Reputation: 201
I've been try to pass the compute() function to a dataframe that I have, however it keeps giving me the following error:
ValueError: Usecols do not match columns, columns expected but not found: ['COL1', 'COL2', 'COL3', 'COL4', 'COL5', 'COL6', 'COL7']
import dask.dataframe as dd
use_cols = ['COL1', 'COL2', 'COL3', 'COL4', 'COL5', 'COL6', 'COL7']

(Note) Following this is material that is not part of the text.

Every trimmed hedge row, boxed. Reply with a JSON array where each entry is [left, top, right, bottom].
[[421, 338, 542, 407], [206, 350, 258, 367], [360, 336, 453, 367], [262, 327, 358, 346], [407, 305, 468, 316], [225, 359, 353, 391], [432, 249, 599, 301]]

ddframe = dd.read_csv('26367*', skiprows=[0, 1, 2, 3, 4, 5, 6], sep = '|', usecols = use_cols)
ddframe.compute()
How can I resolve this issue? Thanks in advance
Upvotes: 1
Views: 526
Reputation: 16581
Possibly one of the globbed files does not contain the specified columns. An easy way to check this is to print:
print(dd.read_csv('26367*', skiprows=[0, 1, 2, 3, 4, 5, 6], sep = '|').columns
If the above yields an error, then you might want to explore the globbed files:
import glob
for f inb glob.glob('26367*'):
print(dd.read_csv(f, skiprows=[0, 1, 2, 3, 4, 5, 6], sep = '|').columns
This will show if the columns are consistently defined in the files.
Upvotes: 1